In response to a rise in the use of fixed dose combination (FDC) drugs, the European Medicines Agency (EMA) has revised its guideline addressing the clinical development requirements for FDCs.
FDCs—or drugs containing multiple active ingredients—are used to treat a variety of medical issues, ranging from the common cold to tuberculosis and HIV.
For many treatments, combining multiple active ingredients can result in a simpler, more effective treatment regimen. However, combining active ingredients can also have negative consequences, such as increased toxicity.
Evidence Base and Therapeutic Scenarios
EMA says this guideline is applicable to FDCs regardless of the marketing authorization procedure a company intends to use (centralized, decentralized or national procedure). Additionally, the scientific principles contained within the guideline can be applied to products with a single active ingredient that "dissociates in vivo into two or more active substances."
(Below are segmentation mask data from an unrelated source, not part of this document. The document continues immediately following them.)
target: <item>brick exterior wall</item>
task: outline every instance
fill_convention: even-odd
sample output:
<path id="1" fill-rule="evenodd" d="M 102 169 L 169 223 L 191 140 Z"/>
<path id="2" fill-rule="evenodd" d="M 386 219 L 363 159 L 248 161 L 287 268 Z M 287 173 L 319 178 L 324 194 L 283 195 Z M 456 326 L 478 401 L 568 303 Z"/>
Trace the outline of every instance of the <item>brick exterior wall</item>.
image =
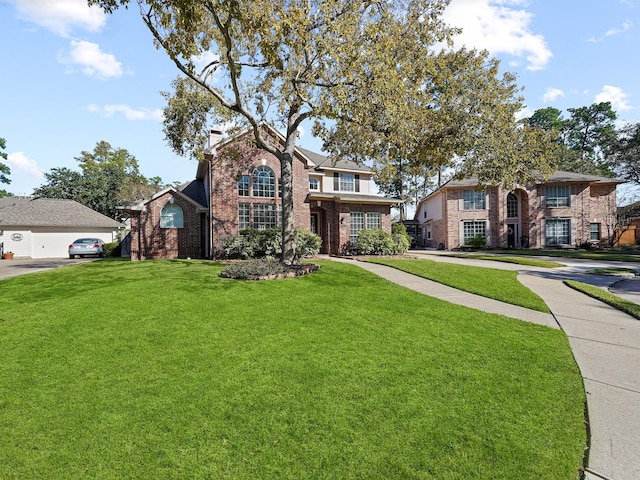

To justify the use of an FDC, EMA says companies must establish an evidence base that demonstrates the need for a given combination. To do so, the agency calls on companies to clearly define the population in need of a particular combination and gather data for "each situation/intended claim."
Companies must also demonstrate that an FDC is "pharmacologically plausible and based on valid therapeutic principles," and take into account dosage and frequency. When there are multiple possible dosages of the different ingredients in an FDC, EMA says, “Dosages that have shown benefit on hard clinical outcomes may be preferable [compared to] dosages effective on surrogate endpoints only."
Additionally, companies must be able to demonstrate that the FDC improves efficacy and/or safety compared to a single active ingredient, and must show that all active ingredients contribute to the product's therapeutic effect.
EMA describes three therapeutic scenarios that can be used to establish an evidence base supporting the use of FDCs:
- "add-on treatment of patients insufficiently responding to an existing therapy with one or more (mono-) components;"
- "substitution in patients adequately controlled with two or more mono-components used in combination;"
- "initial combination therapy for patients receiving previously neither of the substances."
The first scenario describes a situation where an FDC will substitute for an existing therapy in patients who are not responding to one or more mono-component treatments. In this scenario, companies should either conduct drug-drug interaction (DDI) studies for all active ingredients in the FDC, or be able to justify not conducting such studies. Companies are required to prove the "superiority" of an FDC in this scenario through a randomized controlled trial (RCT) comparing the FDC to the respective mono-components.
The second scenario describes a situation where an FDC is substituted for an "optimal dose of the mono-components," in patients who are responsive to the mono-components. In the third scenario, patients are immediately treated with an FDC. This scenario should only be used in situations where "the benefits of starting two drugs at the same time outweigh its disadvantages (unnecessary treatment, safety issues)."